In addition Eni’s Shareholders Meeting resolves in favour of the first section of the Remuneration report pursuant to Article 123-ter of the Legislative Decree 58/98.

 

The curricula of the Directors and Statutory Auditors appointed are available on www.eni.com.

 

Documents to be distributed

Eni’s Annual Report 2016 (italian edition) including the financial statements of the parent company at December 31, 2016, approved by the Shareholders’ Meeting, the consolidated financial statements at December 31, 2016, the report of the Directors, the certification pursuant to article 154-bis, paragraph 5, of Legislative Decree 58⁄1998, the report of the statutory auditors, the report of the external auditors and the most relevant 2016 Integrated Sustainability Performances is available at the company’s registered office in Rome, Piazzale Enrico Mattei, 1, at Borsa Italiana S.p.A. (italian stock exchange) and at the centralized storage device authorised by Consob called “1info” – which can be consulted on the website www.1info.it.

 

The minutes of the Meeting will be available under law provisions.

 

The Report on corporate governance and shareholding structure and the Remuneration report are also available at Eni S.p.A. registered office, Borsa Italiana S.p.A. (Italian Stock Exchange) and at the centralized storage device authorised by Consob called “1info” – which can be consulted on the website www.1info.it.

 

The above-mentioned documents are also available free of charge on the Company website (www.eni.com) and may be requested by e-mail at segreteriasocietaria.azionisti@eni.com or by calling the Toll-Free number 800 940 924 for calls from Italy and 800 11 22 34 56 for calls from outside Italy, after dialling the international access code (+).

 

Payment of year 2016 final dividend

Eni S.p.A. Shareholders’ Meeting resolved to pay final dividends on April 26, 2017, coupon No. 28, being the ex-dividend date April 24, 2017 and the record date April 25, 2017. Dividends are not entitled to tax credit and, depending on the receiver, are subject to a withholding tax on distribution or are partially cumulated to the receiver’s taxable income.

 

In order to exercise the rights incorporated in the shares owned, Shareholders holding shares not yet in dematerialized form shall first deliver these shares to an authorized intermediary, who will have them dematerialized in the Central Depository System.

 

The payment of dividends to Beneficial Owners of ADRs, each of them representing two Eni shares, listed on the New York Stock Exchange, will be executed through The Bank of New

York Mellon.

 

 

(1) Drawn from the slate of candidates presented by the shareholder Ministry of Economy and Finance, owning, directly, the 4.34% of the Eni S.p.A. share capital, voted by the majority of the shareholders who have participated in the Shareholders’ Meeting.

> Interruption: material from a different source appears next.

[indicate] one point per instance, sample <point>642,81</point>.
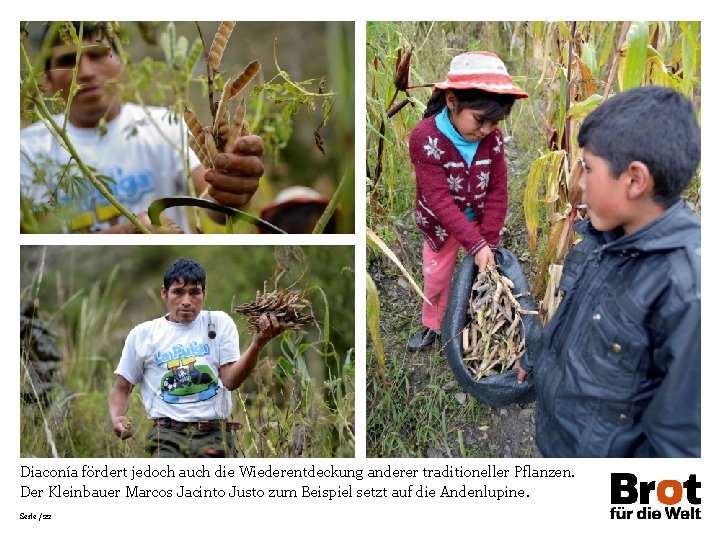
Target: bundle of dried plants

(2) Drawn from the slate of candidates presented by a group of shareholders composed of asset management companies and other Institutional Investors, owning, jointly, approximately the 1.7% of the Eni S.p.A. share capital, voted by the minority of the shareholders who have participated in the Shareholders’ Meeting.

 

(*) Candidate who declared to hold the independence requirements provided by the law (Articles 147-ter, paragraph 4 and 148, paragraph 3 of the Consolidated Law on Finance), as cited in the By-Laws.

(**) Candidate who declared to hold the independence requirements provided by the law (Articles 147-ter, paragraph 4 and 148, paragraph 3 of the Consolidated Law on Finance) and Article 3 of the Corporate Governance Code for listed companies.